The cover art for Alisa Amador's new single "Woke Up Today." (Courtesy Sasha Pedro)
The cover art for Alisa Amador's new single "Woke Up Today." (Courtesy Sasha Pedro)

Time and time again, Boston-based musician Alisa Amador has found the right words for the moment — a challenging skill, even for many practiced songwriters. Last year, her song “Milonga Accidental” propelled her to win NPR’s 2022 Tiny Desk Contest, and her Tiny Desk performance brought in hundreds of thousands of views. While that catapulting experience introduced a wider audience to her music, this kind of success often puts an artist in a consequential position. With more eyes on them than ever before, the question is: What’s the next move?

For Amador, it's been an international tour and new music. Her single “Woke Up Today” is the first original music she’s put out since her 2021 EP “Narratives.” Amador wrote the song to confront her own grief and depression and found self-acceptance along the way. “‘Narratives’ was just the beginning of my process of learning to truly be myself as an artist,” Amador said. “And that means not ascribing to one genre or strictly one language. Now this next release, ‘Woke Up Today,’ is like another step deeper into that process for me. … It feels like the most vulnerable song that I have to date.”

Amador’s struggle with depression reached a boiling point during the first summer of the pandemic. “I was really struggling with the lockdown — with mental health, with grief and with just a really mean self-talk. Really mean,” Amador said. On the day she wrote “Woke Up Today,” she had been attending one of those pandemic parties where people congregated and attempted to celebrate from the safety of a parked car. She spilled wine while sitting in her partner’s car and emotionally spiraled. “I was so hard on myself about this very human mistake.

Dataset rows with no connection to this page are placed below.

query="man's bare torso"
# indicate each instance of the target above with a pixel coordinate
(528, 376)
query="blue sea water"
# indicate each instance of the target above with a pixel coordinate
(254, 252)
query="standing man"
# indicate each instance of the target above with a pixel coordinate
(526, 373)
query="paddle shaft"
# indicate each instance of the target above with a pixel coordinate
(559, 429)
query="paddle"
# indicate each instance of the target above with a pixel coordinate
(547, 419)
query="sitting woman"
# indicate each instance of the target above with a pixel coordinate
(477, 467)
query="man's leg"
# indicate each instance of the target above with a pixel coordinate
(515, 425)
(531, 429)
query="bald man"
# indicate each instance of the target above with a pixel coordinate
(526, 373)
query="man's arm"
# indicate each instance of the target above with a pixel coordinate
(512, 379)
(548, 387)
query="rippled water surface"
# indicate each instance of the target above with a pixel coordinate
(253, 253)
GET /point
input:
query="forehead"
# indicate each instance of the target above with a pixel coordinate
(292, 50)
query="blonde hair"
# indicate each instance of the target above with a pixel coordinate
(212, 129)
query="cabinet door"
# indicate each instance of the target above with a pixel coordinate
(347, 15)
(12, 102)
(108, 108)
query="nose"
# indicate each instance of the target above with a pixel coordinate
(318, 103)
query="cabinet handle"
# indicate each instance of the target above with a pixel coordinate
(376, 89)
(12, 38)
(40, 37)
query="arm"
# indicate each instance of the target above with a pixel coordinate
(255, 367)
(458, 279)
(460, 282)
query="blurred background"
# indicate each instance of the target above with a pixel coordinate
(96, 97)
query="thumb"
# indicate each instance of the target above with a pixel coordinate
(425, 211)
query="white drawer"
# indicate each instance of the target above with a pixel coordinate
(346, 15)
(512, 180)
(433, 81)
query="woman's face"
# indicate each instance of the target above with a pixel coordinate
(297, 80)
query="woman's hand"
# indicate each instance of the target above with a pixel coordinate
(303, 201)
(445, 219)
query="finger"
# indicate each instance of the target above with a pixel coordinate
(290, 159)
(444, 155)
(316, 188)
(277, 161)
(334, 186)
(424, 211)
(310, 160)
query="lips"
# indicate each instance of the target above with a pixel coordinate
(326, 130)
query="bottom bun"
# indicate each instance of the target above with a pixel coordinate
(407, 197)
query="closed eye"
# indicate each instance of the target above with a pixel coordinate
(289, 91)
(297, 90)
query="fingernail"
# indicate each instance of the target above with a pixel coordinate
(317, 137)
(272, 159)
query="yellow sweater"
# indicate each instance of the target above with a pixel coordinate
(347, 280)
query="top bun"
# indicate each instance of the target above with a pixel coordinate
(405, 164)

People spill things all the time.” She left the party and tried to console herself at home. “I remember sitting in the dark, crying, crying and feeling like I'm just so bad at everything and I don't know if I'm ever going to feel all right.”

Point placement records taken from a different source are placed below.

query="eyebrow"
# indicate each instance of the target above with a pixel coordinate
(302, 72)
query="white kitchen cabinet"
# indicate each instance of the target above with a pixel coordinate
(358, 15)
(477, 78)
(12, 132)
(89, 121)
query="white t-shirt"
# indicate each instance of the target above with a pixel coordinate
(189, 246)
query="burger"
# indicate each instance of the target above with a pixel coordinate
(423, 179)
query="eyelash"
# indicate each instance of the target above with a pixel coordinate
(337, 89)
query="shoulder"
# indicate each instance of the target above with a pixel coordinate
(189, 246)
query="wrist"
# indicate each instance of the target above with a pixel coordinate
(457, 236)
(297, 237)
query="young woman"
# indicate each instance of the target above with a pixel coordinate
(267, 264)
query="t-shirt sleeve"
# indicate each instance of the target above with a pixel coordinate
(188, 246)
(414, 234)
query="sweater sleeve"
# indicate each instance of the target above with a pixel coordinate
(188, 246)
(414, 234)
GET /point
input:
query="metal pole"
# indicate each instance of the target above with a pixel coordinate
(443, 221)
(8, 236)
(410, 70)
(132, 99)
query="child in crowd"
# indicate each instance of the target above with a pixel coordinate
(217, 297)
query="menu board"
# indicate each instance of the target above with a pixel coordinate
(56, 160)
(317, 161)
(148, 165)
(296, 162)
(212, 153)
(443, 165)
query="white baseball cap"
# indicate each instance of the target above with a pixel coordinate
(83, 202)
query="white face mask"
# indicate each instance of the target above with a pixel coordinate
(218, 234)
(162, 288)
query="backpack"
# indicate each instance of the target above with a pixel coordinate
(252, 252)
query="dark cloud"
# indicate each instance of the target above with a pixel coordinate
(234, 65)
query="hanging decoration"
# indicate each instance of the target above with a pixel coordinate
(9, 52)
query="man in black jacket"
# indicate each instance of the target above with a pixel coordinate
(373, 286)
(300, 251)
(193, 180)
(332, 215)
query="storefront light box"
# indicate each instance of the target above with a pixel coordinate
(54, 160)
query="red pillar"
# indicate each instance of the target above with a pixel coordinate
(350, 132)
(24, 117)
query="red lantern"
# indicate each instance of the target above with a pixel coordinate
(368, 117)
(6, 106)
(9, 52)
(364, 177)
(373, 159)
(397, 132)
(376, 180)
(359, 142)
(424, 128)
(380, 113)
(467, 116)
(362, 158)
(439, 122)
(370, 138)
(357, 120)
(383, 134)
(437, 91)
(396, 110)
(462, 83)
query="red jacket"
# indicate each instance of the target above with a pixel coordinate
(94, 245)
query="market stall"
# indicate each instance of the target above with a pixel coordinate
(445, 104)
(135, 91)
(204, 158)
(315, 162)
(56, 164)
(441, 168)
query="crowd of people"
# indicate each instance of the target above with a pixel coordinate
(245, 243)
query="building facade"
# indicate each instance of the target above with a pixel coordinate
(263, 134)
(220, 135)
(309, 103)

With that, Amador wrote the first verse: “Woke up today feeling like I’d never be alright/ Tried to shake the nightmare as it echoed through my mind/ Tried to break my record of trying not to cry/ Tried to recognize myself in the looking glass of life.” Looking back, Amador said this line feels poignant. “That was a moment of recognition before I was maybe ready to recognize that what I was feeling was depression.”

"Imagine suddenly touring and interviewing with press constantly, while also struggling to understand why you have sudden moments of exhaustion and sadness."

Alisa Amador

This song and the mental health challenges that inspired it stayed with Amador and became more apparent over the last three years. “The year after my Tiny Desk win was beautiful and very challenging, as I learned how to navigate this new chapter of my career while also coming to terms with my need for more mental health care,” Amador said via email. “Imagine suddenly touring and interviewing with press constantly, while also struggling to understand why you have sudden moments of exhaustion and sadness. It was a beautiful year, but also very tough.”

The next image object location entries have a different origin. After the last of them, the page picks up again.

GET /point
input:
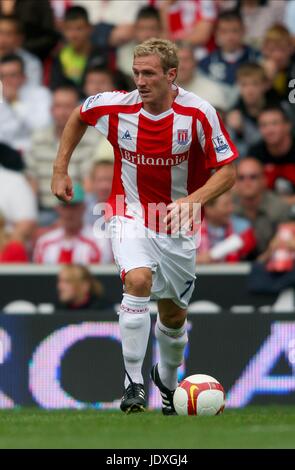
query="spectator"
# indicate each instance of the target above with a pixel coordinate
(72, 241)
(224, 236)
(18, 204)
(39, 159)
(222, 64)
(147, 25)
(11, 40)
(78, 53)
(192, 21)
(101, 185)
(258, 16)
(98, 79)
(190, 78)
(263, 208)
(289, 19)
(276, 151)
(11, 250)
(255, 94)
(37, 21)
(279, 58)
(25, 108)
(275, 269)
(114, 20)
(79, 290)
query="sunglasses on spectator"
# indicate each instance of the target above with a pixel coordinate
(250, 176)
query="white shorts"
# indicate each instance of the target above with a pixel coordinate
(172, 260)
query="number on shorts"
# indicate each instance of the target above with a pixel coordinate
(188, 284)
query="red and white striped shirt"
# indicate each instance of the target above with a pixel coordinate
(54, 248)
(158, 158)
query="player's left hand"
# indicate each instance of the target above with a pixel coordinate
(183, 213)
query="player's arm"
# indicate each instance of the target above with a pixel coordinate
(219, 153)
(221, 181)
(61, 184)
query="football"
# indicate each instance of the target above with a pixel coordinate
(199, 395)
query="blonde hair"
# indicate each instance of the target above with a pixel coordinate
(166, 50)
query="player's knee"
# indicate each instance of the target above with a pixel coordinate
(138, 282)
(174, 320)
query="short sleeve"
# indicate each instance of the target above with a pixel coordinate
(93, 108)
(214, 138)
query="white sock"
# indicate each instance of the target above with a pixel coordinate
(135, 324)
(171, 345)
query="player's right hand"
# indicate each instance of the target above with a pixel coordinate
(62, 186)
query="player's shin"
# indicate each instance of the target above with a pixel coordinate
(135, 326)
(172, 343)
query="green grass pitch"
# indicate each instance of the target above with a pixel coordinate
(269, 427)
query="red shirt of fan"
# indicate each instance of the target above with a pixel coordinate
(158, 158)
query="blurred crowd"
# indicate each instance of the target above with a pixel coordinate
(237, 54)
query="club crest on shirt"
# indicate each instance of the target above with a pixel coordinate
(92, 99)
(182, 136)
(220, 144)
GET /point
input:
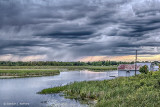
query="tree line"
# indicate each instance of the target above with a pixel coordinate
(55, 63)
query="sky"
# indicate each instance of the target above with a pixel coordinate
(79, 30)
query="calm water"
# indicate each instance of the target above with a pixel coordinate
(22, 91)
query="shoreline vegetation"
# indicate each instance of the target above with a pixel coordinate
(38, 71)
(23, 73)
(136, 91)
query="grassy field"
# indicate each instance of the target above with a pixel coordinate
(138, 91)
(28, 72)
(96, 68)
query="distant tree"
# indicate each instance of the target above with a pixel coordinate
(144, 69)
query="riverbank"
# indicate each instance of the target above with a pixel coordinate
(38, 71)
(95, 68)
(22, 73)
(136, 91)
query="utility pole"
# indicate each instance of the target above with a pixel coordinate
(136, 63)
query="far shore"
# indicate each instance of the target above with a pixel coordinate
(39, 71)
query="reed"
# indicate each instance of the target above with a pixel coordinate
(137, 91)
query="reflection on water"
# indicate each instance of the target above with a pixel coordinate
(22, 91)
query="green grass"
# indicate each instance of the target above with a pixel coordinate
(138, 91)
(28, 72)
(96, 68)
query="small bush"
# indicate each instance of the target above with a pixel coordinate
(144, 69)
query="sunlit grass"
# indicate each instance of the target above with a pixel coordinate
(138, 91)
(96, 68)
(28, 72)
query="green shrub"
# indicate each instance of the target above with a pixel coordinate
(144, 69)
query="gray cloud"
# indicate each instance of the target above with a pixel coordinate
(69, 29)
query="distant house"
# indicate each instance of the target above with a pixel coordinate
(149, 64)
(126, 70)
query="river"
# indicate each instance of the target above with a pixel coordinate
(22, 91)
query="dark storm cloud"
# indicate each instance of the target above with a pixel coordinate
(78, 28)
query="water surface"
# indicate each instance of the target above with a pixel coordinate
(22, 91)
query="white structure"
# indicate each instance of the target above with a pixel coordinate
(150, 65)
(126, 70)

This May, Amador had a breakthrough, thanks in part to medication. She can see and feel the difference, which is evident to her when looking back at her old journal entries. “At the end, I always [used to] write, ‘I don't know how, but somehow it's going to be okay.’ That was the ending of my journal entries for the last, like, three years until I started an antidepressant only recently. And it's been like this magical thing where now I don't just believe that somehow it's going to be okay, I actually feel like it's okay.” Amador added that she recognizes medication doesn’t work in this way for everyone, and she encourages people struggling with mental illness to use available resources.

For Amador, songwriting was one of those healing resources. “Writing songs put the mirror up to myself and whether I'm ready to face it or not, I start to see what's really going on,” she said. “And that is a really essential healing modality for me, and my hope in sharing songs like this one is that they can be one of the many healing modalities that people can lean on when they need support.”

"Writing songs put the mirror up to myself and whether I'm ready to face it or not, I start to see what's really going on."

Alisa Amador

Amador recorded her singing and guitar playing in a studio in Los Angeles, working with producer-musician Tyler Chester, who played synth and gathered a string quartet for the production. To help mix the track, Amador turned to Boston-based musician Daniel Radin of Future Teens. She worked closely with the team behind the studio track to introduce sounds and effects that are new to her discography. In “Woke Up Today,” Amador incorporates these elements to allow her to add another layer of narrative dimension. These subtle, swelling instrumentations demonstrate an artist exploring the tools around her while keeping true to her roots as a singer-songwriter with a background in Latin folk music.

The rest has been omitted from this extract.